Net zero: Is this concept reimagining UK supply chains?
Right now, there is an unprecedented push towards net zero across the UK. Among the most recent, truly remarkable news is an affirmation from the NHS; to becoming ‘carbon net zero’ by 2040.
The NHS’s commitment gives us – and our clients, many of whom supply energy efficient technology to the NHS – much to look forward to. But, there’s another sector where news on supply chain sustainability deserves a little attention: construction.
Who’s doing what on construction and supply chain?
The foreword to Balfour Beatty’s Delivering Net Zero promises offers a welcome vision of greener construction.
‘We are working with our supply chain to ensure that they reduce their emissions. One of the key ways in which we will deliver this is through increasing the use of Modern Methods of Construction and new technology, something which is key to Balfour Beatty’s approach and which will drive lower emissions and faster, safer delivery. But above all, we are working with customers to develop a cradle-to-cradle view of the assets they are commissioning, rather than just considering how they are constructed.’
Such design-centric approaches have long been understood, when implemented correctly, to provide bigger carbon wins than approaches which tag on sustainability lower down the project pipeline.
Mott MacDonald says that net zero will require a substantial scale up of supply chains, strategic co-ordination across multiple sectors and development of significant new capacity to enhance, refit, upgrade and repurpose established infrastructure.
Intriguingly, it highlights the rapid construction of railways from the 1830’s as an example of how new, and at the time revolutionary infrastructure can be delivered at pace; the assertion being net zero need be no different.
The firm advises mapping and evaluation of critical supply chains, to create volume certainty between private and public asset owners.
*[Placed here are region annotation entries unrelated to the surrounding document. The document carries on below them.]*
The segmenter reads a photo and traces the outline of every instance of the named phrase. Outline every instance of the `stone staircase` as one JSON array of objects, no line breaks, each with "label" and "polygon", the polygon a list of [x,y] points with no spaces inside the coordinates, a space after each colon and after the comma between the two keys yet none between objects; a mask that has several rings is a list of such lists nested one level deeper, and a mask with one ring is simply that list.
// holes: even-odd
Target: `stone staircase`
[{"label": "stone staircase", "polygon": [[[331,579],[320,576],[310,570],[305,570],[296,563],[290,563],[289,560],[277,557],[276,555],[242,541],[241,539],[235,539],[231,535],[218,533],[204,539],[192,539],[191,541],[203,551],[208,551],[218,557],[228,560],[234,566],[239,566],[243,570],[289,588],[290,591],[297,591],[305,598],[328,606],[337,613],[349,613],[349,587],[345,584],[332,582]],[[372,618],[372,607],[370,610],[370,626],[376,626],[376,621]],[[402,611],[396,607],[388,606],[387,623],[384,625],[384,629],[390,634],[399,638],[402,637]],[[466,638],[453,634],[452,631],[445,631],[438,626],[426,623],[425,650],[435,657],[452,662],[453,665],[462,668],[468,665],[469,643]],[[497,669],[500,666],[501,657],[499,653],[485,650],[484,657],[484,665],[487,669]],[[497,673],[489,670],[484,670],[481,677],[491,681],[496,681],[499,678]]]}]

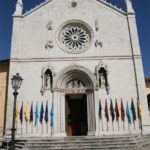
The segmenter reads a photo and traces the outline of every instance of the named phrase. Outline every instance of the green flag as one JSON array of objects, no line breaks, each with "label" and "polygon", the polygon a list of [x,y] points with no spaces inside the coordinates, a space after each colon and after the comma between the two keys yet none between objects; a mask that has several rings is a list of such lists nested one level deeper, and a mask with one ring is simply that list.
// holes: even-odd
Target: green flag
[{"label": "green flag", "polygon": [[133,99],[131,101],[131,112],[132,112],[133,121],[136,121],[136,111],[135,111]]},{"label": "green flag", "polygon": [[112,99],[110,100],[110,115],[112,117],[112,122],[114,122],[114,120],[115,120],[115,112],[114,112]]}]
And there is this, most welcome statement:
‘Investment decisions, procurement and regulation must align to require ever lower lifecycle carbon over time and ultimately lead to zero carbon construction via the development of low carbon variants of materials such as cement, concrete and steel.’
Building supply chains for better
Meanwhile, one can scarcely move for encouraging news in the construction sector on net zero supply chains.
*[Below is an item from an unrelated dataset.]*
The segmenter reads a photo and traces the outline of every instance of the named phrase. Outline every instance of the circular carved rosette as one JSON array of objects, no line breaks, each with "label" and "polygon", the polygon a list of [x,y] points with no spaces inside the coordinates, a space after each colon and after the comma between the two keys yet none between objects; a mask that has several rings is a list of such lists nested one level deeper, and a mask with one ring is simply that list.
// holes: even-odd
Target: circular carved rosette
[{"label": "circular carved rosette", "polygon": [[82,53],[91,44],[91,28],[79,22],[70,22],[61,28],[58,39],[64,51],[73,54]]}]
Construction News writes that to avoid transporting large quantities of stone to the site for use in the construction of the ground-bearing floor slab for a new industrial warehouse, contractors have found a way of treating the existing subsoil to improve its strength and durability, drastically reducing transport-related carbon emissions.
The journal argues that by involving contractors and subcontractors down the supply chain in embodied carbon assessments and auditing the findings at every stage of the build, it is possible to more effectively compare and contrast the sustainability benefits of individual design solutions over the full lifespan of a development project.
Rather than trying to reinvent the wheel, the journal hints property developers should learn from each other and establish more robust ways of working that involve close supply chain collaboration, as well as the use of scientific metrics and certification. Striving to do more and working together will make net zero targets more achievable.
The Content Coms view
“We are really delighted to see this welcome focus on supply chain and net zero among the UK’s big construction infrastructure and home builders,” comments Joanna Watchman, Founder and CEO, Content Coms.
“Barrett Homes, which is turning its business net zero by 2040, has been approved by the Science Based Targets Initiative.
“It will purchase 100% renewable electricity by 2025 and cut carbon emissions from its offices and building sites by 29% in five years. Indirect emissions – those coming from its homes and its supply chain – will reduce by 24% by 2030. This is the precisely the type of news we want to see even more of across the construction sector.”
Elsewhere, Wilmott Dixon is delivering progress against Science Based Targets too. Jonathan Sykes, executive chairman, Carbon Intelligence said, “Willmott Dixon has set the most ambitious science based target in the construction sector by aiming for zero emissions in its operations by 2030 and supply chain by 2040. Its actions will have a significant influence on reducing the climate impact of the built environment in the UK.”
As experts across sustainability in the construction sector, at Content Coms we are pleased to see such encouraging progress. Long may it continue, and indeed long may progress hasten further.